Poland’s Parliament this week postponed considering a draft mining law aimed at fast-tracking new coal mines, putting pressure on the country’s biggest electric utility, PGE, and the Polish government to prepare for the gradual closure of Bełchatów, Europe’s largest coal-fired power plant.
To date, the owner-operator of the Bełchatów power plant, majority state-owned PGE, has faced a false choice between developing a new lignite mine, located far from the power plant, to extend its life, or else a new nuclear power plant to replace it.
At present, Bełchatów supplies nearly one-fifth of Poland’s annual electricity demand but is on borrowed time as existing lignite mines run down, to be exhausted entirely by 2035.
Both a mine and nuclear power plant would be massive infrastructure projects that could secure baseload, round-the-clock electricity. They would both tick important political boxes of generating thousands of jobs in the near-term, and of guaranteeing energy independence.
BUT THEY WOULD ALSO BE HUGELY EXPENSIVE.
PGE estimates a new lignite mine to feed Bełchatów, at Złoczew, nearly 50 kilometres away, would cost around PLN 12 billion (€2.8 billion, US$3.1 billion), including associated infrastructure costs.
The proposed Złoczew mine without a doubt would become a stranded asset
At IEEFA, we are in no doubt that the proposed mine would become a stranded asset, meaning it would close prematurely, given the associated carbon emissions that would render it obsolete, probably before its first delivery.
A new nuclear power plant would take at least a decade to build, from a starting gun which still looks far off in Poland, given the need to raise substantial finance.

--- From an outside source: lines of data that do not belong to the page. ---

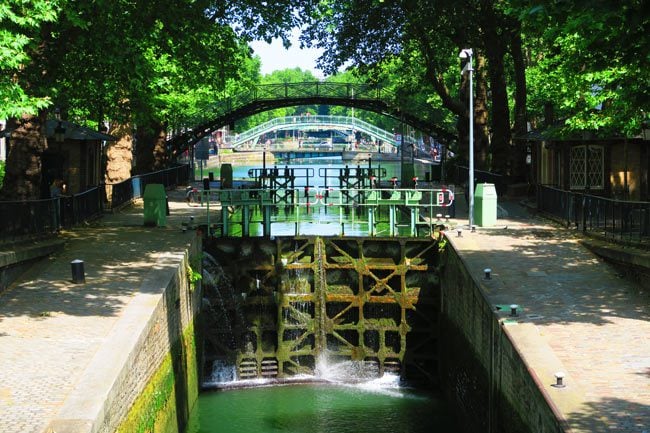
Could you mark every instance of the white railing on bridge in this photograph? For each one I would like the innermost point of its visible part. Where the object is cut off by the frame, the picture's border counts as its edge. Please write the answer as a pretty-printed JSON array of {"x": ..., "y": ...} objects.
[{"x": 306, "y": 122}]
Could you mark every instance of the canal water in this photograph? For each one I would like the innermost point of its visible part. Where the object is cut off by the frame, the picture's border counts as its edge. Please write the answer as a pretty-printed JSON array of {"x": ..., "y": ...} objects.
[
  {"x": 325, "y": 217},
  {"x": 320, "y": 168},
  {"x": 322, "y": 408},
  {"x": 338, "y": 406}
]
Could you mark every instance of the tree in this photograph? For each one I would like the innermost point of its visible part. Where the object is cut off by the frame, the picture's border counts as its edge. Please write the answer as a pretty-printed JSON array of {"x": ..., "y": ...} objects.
[
  {"x": 144, "y": 63},
  {"x": 23, "y": 91},
  {"x": 589, "y": 60}
]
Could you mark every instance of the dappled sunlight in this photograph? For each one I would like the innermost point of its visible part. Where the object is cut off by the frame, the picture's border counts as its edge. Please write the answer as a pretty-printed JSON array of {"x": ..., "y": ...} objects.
[{"x": 614, "y": 415}]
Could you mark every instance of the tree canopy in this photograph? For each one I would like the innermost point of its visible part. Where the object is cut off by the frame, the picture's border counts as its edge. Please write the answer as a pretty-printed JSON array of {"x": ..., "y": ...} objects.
[{"x": 158, "y": 63}]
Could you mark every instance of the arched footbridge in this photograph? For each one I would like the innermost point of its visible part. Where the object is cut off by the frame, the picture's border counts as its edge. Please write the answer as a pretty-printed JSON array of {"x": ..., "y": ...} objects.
[
  {"x": 271, "y": 96},
  {"x": 345, "y": 123}
]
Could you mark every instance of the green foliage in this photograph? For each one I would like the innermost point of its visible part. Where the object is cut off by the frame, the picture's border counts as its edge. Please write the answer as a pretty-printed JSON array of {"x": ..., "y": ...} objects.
[
  {"x": 2, "y": 172},
  {"x": 193, "y": 276},
  {"x": 20, "y": 36},
  {"x": 589, "y": 64}
]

In Britain, the £23 billion ($29 billion) Hinkley Point C nuclear project is probably the world’s most expensive new power plant, and now slated for operation from around 2026, after a final investment decision in 2016. EDF’s flagship nuclear project at Flamanville in France is now scheduled to begin generating power in 2022, 15 years after construction started in 2007. In other words, it is probably already too late to build a nuclear power plant in Poland which could start to replace Bełchatów in the early 2030s.
Last week, IEEFA published a report calling on PGE to abandon the proposed new lignite mine at Złoczew, pointing to the poor financial performance of the utility since it began investing heavily in new coal and lignite four years ago.
The problem for coal and lignite in Poland is that rising wholesale power prices have failed to keep pace with rising carbon costs. Going forward, it is likely that wholesale power prices will, if anything, fall, as more zero marginal-cost renewables enter the grid, both in Poland, and via interconnectors from neighbouring countries.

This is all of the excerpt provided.